Telephone Service

King Abdul Aziz was well aware that an efficient telecommunications system was essential to his plans for consolidating and developing the Kingdom and it was during his reign (in 1930 - 1348/49 AH) that the first telephone exchange was installed in Al-Dira.

In 1953 (1372/73 AH), the Ministry of Communications was formed and amongst its responsibilities, were post and telecommunications. Within a year, the Saudi Arabian Radio Telecommunication Scheme RT-1 was installed, providing a multi-channel telephone and telegraph network linking Riyadh, Dammam, Jiddah, the Holy Cities of Makkah and Madinah, and Taif.

In 1977 (1397/98 AH), the Ministry of Post, Telegraphs and Telephones (which had taken over PTT responsibilities from the Ministry of Communications) embarked upon an ambitious plan to establish a modern telecommunications network, comprising telephone, telegraph and telex services, for the entire Kingdom.

In May 1998, Saudi Arabia's telecommunications services were privatized. The new company, known as the Saudi Telecommunications Company (STC), had a capital of more than SR10 billion during the first phase.
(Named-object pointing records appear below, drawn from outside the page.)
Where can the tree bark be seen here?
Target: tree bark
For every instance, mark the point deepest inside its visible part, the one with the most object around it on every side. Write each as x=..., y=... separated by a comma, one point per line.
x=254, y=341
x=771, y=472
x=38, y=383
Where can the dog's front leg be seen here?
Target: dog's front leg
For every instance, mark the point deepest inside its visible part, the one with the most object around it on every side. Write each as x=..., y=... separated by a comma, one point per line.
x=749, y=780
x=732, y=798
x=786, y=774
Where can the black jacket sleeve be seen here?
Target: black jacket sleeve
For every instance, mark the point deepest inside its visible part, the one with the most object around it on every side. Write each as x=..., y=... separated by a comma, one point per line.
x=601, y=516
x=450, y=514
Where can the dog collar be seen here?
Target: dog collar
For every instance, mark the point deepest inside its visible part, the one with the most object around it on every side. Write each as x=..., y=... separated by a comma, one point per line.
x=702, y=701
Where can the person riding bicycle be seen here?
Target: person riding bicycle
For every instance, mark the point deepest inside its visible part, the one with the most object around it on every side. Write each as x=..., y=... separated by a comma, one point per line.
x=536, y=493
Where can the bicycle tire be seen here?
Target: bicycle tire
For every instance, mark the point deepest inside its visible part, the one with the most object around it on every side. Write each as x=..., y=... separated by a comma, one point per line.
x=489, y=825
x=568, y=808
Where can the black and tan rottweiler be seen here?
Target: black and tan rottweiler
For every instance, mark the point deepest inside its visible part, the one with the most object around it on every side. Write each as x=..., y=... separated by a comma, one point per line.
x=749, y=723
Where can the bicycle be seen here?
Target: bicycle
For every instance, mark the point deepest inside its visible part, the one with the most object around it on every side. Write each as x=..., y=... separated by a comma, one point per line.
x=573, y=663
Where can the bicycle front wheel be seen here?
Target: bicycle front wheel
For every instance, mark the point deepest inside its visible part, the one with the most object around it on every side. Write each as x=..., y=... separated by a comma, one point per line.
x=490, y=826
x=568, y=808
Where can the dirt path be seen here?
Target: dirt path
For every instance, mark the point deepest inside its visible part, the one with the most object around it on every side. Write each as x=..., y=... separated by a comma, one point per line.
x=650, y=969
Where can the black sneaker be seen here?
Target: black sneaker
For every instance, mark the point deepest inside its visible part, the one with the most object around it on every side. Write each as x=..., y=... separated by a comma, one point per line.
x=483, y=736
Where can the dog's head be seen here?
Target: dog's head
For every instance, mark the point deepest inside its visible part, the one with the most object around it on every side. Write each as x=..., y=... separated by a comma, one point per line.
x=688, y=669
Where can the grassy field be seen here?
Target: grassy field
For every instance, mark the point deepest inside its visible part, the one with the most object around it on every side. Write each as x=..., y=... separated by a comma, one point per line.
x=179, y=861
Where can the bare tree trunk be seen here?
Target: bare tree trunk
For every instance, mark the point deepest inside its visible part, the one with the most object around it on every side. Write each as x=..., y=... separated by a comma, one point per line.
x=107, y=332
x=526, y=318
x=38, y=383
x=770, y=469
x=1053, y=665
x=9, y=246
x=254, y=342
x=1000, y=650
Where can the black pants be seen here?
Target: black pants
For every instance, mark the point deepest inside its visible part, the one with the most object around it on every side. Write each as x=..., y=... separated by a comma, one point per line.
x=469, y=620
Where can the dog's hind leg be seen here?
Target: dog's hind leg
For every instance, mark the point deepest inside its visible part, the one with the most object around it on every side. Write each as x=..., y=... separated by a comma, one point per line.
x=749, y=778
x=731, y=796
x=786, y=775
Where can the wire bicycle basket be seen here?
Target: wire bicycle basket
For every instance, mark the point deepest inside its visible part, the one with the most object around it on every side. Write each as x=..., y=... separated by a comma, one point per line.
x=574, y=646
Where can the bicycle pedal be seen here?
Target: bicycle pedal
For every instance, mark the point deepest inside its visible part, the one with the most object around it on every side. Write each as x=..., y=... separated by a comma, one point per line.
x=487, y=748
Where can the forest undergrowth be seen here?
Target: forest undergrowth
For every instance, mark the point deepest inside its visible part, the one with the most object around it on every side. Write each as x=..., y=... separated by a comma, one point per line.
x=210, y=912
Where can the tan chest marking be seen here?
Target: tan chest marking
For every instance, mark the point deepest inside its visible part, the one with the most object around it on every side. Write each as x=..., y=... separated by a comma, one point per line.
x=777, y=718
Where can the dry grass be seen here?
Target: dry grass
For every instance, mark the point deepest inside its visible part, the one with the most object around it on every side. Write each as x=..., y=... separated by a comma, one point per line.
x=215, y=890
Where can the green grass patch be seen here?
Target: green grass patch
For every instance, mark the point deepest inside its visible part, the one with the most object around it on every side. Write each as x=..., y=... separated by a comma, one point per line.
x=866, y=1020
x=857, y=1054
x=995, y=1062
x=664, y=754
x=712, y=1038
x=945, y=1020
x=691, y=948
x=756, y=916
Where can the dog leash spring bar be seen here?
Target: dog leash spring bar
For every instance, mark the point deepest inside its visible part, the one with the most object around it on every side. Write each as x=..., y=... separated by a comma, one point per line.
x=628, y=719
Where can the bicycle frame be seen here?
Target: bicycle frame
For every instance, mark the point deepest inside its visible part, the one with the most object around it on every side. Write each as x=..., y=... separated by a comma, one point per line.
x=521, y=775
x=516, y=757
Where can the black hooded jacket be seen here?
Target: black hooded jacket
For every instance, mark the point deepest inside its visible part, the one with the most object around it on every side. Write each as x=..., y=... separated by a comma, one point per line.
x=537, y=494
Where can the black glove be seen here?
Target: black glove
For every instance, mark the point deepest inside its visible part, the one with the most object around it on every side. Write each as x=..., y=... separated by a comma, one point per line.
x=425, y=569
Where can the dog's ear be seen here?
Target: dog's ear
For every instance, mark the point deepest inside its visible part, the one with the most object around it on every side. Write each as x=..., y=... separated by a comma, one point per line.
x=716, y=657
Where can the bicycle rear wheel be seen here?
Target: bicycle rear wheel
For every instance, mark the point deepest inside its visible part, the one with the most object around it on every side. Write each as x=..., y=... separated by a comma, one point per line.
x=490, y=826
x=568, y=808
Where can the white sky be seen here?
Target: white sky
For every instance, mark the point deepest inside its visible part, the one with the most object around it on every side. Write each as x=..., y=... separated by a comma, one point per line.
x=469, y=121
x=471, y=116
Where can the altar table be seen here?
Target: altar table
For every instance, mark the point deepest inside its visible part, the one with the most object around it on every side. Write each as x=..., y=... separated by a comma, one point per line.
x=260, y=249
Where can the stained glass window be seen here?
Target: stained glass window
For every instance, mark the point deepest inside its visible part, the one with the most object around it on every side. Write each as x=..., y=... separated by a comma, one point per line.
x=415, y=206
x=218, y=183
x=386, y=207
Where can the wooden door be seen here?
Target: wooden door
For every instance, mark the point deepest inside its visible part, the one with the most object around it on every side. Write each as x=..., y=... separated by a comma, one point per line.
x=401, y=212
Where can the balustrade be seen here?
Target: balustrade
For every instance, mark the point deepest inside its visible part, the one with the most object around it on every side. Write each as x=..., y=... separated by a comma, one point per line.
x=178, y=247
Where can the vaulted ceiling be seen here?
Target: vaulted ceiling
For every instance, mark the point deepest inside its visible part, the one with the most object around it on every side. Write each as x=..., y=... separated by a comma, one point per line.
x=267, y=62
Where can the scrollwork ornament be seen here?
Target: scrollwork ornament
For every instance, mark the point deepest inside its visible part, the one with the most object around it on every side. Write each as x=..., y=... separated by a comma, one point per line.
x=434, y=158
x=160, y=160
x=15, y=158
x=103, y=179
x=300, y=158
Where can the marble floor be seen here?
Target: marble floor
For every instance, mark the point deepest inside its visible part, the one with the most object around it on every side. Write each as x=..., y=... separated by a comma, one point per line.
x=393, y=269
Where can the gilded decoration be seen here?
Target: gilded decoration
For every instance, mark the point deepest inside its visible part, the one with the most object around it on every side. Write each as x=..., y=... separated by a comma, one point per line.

STC will become one of the Kingdom's largest employers, providing jobs for more than 70,000 Saudis.

In May 2003, the Ministry of Post, Telegraph and Telephones was renamed Ministry of Telecommunications and Information Technology.

By end of 2006, the number of fixed telephone lines rose to 4 million, of which 3 million lines (75%) were household telephones.